November 28, 2011

"Of Course You Know, This Means War"

Until a decade ago, the notion of composting our kitchen waste was an alien idea; the kind of ritual practiced by people living on communes.  Then, Betty read an article on the subject and saw a demonstration.  The next thing I knew, we had a black, trash-can-sized object near our garage that consumed a steady stream of stale bread, egg shells, grapefruit rinds, tea bags and the other detritus that once went into the garbage or down the disposal.  We leavened the waste with leaves and, every few weeks, extracted the richest, blackest compost we had ever seen which made our garden thrive.

We didn’t keep the secret to ourselves.  Betty tried to get our town into the business of selling discounted composters to residents.  The town lacked the infrastructure but a state program encouraging their sale didn’t specify that towns must be involved, just non-profit organizations. 

And so, every spring for the next seven years, we sold composters out of our driveway under the banner of our town’s garden club.  Over the course of that time, we ‘placed’ more than 700 composters in a town with about 11,000 residents.  It is quite possible that Medfield has the highest concentration of composter ownership in Massachusetts.

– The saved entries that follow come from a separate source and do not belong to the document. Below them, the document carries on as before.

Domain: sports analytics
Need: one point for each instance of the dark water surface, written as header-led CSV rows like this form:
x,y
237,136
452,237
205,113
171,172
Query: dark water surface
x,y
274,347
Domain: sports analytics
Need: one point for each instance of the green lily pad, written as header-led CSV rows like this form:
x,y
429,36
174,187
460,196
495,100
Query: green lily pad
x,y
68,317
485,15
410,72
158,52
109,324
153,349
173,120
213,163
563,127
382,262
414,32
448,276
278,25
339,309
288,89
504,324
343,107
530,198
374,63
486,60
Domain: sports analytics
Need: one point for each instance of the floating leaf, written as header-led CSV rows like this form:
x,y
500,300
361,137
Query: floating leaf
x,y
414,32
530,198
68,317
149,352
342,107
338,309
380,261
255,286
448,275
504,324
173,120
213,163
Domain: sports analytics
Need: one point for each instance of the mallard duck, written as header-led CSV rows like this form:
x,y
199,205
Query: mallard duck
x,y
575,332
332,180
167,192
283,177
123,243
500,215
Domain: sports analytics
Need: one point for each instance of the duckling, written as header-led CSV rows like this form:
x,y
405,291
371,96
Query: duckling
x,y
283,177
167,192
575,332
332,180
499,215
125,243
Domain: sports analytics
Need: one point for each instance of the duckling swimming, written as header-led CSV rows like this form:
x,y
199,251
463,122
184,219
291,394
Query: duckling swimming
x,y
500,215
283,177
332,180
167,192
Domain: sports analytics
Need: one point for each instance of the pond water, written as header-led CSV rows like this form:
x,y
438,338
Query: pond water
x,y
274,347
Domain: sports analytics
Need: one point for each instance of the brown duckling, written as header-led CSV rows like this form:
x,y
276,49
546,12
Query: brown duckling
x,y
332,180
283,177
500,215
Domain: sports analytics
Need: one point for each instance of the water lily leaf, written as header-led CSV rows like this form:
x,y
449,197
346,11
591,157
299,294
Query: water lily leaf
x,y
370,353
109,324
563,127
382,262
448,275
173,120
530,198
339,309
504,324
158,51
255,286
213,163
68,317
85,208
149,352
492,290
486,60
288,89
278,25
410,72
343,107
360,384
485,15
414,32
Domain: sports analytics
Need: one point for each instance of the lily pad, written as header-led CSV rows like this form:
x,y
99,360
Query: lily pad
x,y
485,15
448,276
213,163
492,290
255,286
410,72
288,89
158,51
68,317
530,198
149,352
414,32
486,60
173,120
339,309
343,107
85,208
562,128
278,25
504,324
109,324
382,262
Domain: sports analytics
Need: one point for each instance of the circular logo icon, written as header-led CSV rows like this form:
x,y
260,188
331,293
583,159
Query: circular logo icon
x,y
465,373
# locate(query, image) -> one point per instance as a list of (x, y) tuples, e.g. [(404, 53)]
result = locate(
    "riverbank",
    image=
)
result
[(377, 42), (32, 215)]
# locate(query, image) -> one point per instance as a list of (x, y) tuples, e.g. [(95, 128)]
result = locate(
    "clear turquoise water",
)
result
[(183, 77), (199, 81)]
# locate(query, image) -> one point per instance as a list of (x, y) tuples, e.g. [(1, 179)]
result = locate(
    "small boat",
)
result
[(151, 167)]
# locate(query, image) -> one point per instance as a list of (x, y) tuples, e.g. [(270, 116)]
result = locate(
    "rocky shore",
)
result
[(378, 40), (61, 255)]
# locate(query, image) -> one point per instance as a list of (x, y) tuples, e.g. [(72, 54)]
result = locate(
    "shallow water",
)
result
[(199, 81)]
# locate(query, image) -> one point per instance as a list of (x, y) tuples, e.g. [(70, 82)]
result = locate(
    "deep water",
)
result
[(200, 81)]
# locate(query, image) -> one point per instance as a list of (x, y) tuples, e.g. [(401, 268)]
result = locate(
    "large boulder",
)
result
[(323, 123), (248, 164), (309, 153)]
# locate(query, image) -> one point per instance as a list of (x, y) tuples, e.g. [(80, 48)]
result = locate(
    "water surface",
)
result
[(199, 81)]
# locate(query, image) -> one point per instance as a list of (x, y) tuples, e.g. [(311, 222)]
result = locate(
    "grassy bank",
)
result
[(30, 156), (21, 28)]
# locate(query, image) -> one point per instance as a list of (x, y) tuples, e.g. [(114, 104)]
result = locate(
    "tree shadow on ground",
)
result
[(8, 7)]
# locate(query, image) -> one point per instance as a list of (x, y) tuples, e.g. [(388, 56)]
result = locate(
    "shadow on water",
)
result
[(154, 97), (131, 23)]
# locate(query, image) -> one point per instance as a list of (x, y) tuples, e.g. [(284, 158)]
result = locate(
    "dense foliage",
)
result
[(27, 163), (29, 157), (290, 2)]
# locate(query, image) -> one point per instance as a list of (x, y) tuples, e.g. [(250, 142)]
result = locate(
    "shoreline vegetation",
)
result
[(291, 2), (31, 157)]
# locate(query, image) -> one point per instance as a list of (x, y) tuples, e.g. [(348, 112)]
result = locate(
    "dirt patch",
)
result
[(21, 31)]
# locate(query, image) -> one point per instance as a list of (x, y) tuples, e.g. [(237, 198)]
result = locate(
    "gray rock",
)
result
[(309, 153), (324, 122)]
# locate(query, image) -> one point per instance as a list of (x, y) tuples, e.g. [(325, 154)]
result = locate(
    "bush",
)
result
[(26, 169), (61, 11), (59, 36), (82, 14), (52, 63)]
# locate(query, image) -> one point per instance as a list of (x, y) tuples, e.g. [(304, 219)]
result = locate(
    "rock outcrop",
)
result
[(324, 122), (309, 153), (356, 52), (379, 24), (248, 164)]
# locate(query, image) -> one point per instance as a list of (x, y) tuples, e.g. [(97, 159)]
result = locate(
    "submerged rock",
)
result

A squirrel gnawed a hole in
our new composter...
I offer this background because, until about a month ago, composting was for us basically as painless as it was morally uplifting.  Then, one morning, I noticed that a hole had been gnawed through the air grates in our Earth Machine composter.  Something – probably a squirrel – had set about gaining entry and we were left with a trail of debris leading out of the cavity.  The solution was a new composter.  The old one was, I imagined, getting elderly and brittle.  The new one was installed and the contents transferred. 


...so I attempted a fix...

That should have been the end of the story.  Unfortunately, it wasn’t.  A week before Thanksgiving, I went out one morning and found a hole gnawed through one of the air vents.  When I opened the composter lid, a gray blur streaked out of it.  We had squirrels.

I figured out a quick and easy fix:  a metal pot to cover the hole and a brick to hold the pot in place.  To the mechanical solution was added a chemical one: a daily spritz of, ummm, an organic, uric-acid-based liquid.  That would be the end of the never-ending Sunday brunch at the Sanders home.  For a week, things were swell.  The pot stayed in place and the spritz dampened interest on the part of other, would-be intruders. 

...which led to a coordinated,
nighttime assault.
Then, three days after Thanksgiving I found we had been the victims of a daring, coordinated nighttime raid.  Not only had the pot been pushed out of the way, but two new holes had been gnawed through the plastic air vents.  The ground around the composter was littered with the remnants of meals past.  Nearby, I thought I heard the sound of belching as squirrels digested the contents of our composter.

As I stared at the three holes, all I could think of was a sputtering Daffy Duck saying to his nemesis, “Of course you know, this means war.”  I was not going to be defeated by a gang of marauding squirrels.

The wire mesh includes lots of
nasty spikes to deter
inquiring paws.
I found what I hope is the solution at my local hardware store.  When you go to a big-box store, all solutions are nuclear.  At Will’s Hardware, the questions were gentle but probing; the solution inspired  Instead of squirrel traps or poison, I walked out with an eight-dollar, five-foot length of hardware cloth, which I placed inside the perimeter of the composter.  Nasty spikes of wire affixed the wire mesh to the remnants of the plastic grates, the better to impale inquiring paws.

I don’t know if the solution is permanent.  I hope it is.  We’ve put a lot of composters in a lot of yards in town, and our reputation is on the line.